In Chicago, where Beth Gross used to work, the Italian beef sandwich is one of the best-known hometown treats. “It’s in the top five of what Chicago’s known for: deep-dish pizza, then hot dogs and beef,” she said.
In the Buffalo area, nobody knows its name. Gross, chef-owner of Gertie’s (6010 Goodrich Road, Clarence Center) recently set out to change that.
Now the menu at her place offers a plate anchored by the sandwich, thinly sliced medium-rare roast beef piled onto a Luigi’s torpedo roll, then – because this is Western New York – topped with mozzarella. It’s important to get the bread right, Gross said.
Jus, a broth made from the beef drippings, is another important Italian beef element. In Chicago, you can get the whole sandwich dunked in jus, but Gertie’s drizzles jus over the meat instead, sort of a medium juicy approach, Gross said. “You want something that holds together but soft on the inside.”

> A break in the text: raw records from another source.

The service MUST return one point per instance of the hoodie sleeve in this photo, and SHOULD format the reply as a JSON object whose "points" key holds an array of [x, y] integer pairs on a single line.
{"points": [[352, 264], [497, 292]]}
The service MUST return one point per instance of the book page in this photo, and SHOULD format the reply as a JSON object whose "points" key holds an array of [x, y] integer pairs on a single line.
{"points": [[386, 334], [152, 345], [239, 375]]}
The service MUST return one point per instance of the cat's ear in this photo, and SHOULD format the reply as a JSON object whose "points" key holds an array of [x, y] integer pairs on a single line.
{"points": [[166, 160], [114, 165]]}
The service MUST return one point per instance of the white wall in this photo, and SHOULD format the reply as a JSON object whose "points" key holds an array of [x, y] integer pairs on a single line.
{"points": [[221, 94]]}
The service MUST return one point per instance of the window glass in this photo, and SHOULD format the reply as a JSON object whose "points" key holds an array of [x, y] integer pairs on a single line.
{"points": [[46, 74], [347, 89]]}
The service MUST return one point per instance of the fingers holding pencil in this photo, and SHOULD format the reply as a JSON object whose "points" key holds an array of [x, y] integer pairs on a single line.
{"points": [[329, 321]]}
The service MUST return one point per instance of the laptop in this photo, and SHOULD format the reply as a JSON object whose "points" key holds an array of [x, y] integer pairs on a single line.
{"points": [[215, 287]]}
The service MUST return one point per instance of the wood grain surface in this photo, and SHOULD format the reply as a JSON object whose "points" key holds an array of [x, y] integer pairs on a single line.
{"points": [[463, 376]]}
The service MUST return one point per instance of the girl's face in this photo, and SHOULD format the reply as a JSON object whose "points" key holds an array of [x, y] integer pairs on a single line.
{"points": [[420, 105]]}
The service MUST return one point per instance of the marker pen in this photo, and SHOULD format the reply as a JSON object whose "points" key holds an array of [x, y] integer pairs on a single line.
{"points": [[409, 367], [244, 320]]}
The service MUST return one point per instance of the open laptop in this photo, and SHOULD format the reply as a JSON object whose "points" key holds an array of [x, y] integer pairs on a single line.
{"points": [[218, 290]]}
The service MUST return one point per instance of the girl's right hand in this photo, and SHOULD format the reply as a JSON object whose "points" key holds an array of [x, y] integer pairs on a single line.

That’s because, despite its hefty, shaggy, drippy appearance, the Italian beef sandwich is meant to be eaten out of hand, preferably while leaning over something that doesn’t stain easily.
Giardiniera is the other important component of the sandwich. It’s a spicy vegetable pickle, with peppers, celery and carrots in Italian seasoned oil. Gross gets hers from Chicago. “We put the giardiniera on the side, so people can control their heat,” Gross said.
The sandwich comes with a side of Gertie’s sweet vinegar slaw, and another side, like bowtie pasta salad, for $14.
“We’ve had a few people that are familiar with it but not a lot,” said Gross. “It’s selling pretty well. The orders are definitely going up. People love the sandwich.”